I’m afraid to say the only criticism I have of the entire production was that I didn’t get to hear more of Betty Jones, who had one solo moment during the song Down Town and then didn’t get another chance to show off her voice, which I loved. The entourage of the three girls (don’t be fooled into thinking that because I’ve left them last, that they’re the least important bit, they’re not, and they’re great) were as good as it gets. Lottie Johnson, (who plays Chiffon) steals your attention, and the three (Emily Down, Anna Thirkettle and Lottie Johnson) frankly, play their parts better than it’s done in the film.
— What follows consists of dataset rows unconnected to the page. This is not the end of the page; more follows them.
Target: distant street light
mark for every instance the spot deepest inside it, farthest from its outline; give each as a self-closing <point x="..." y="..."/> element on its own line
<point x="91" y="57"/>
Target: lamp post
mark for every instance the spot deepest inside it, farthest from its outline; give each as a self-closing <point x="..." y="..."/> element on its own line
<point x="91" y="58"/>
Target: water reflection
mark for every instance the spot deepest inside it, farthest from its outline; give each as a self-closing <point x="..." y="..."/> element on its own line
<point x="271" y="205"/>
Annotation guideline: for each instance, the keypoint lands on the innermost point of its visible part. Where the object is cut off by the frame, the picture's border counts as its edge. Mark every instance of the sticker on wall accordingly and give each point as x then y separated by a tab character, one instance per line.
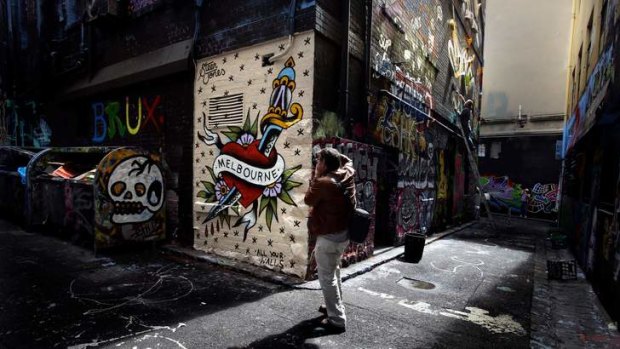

I hope I’ve done something like justice to the production I saw last night. The ensemble (Katy Devine, Ollie Dickens, Betty Jones, Rachael Kandola, Tom Lock, Ferg Nolan, Beth Owen and the unexpected appearance of Sophie Collerton) were also all faultless, (well… apart from Sophie Collerton’s head… obviously), and the band and lighting made this a five star night. I’m not entirely sure who designed the many Audrey IIs, but whoever you are, congratulations. If any of you feel that I’ve failed you in some way with this review, please remember, it’s only one idiot’s opinion. And to the rest of you, please buy a ticket.


Central Hall, 8th – 10th November 2012.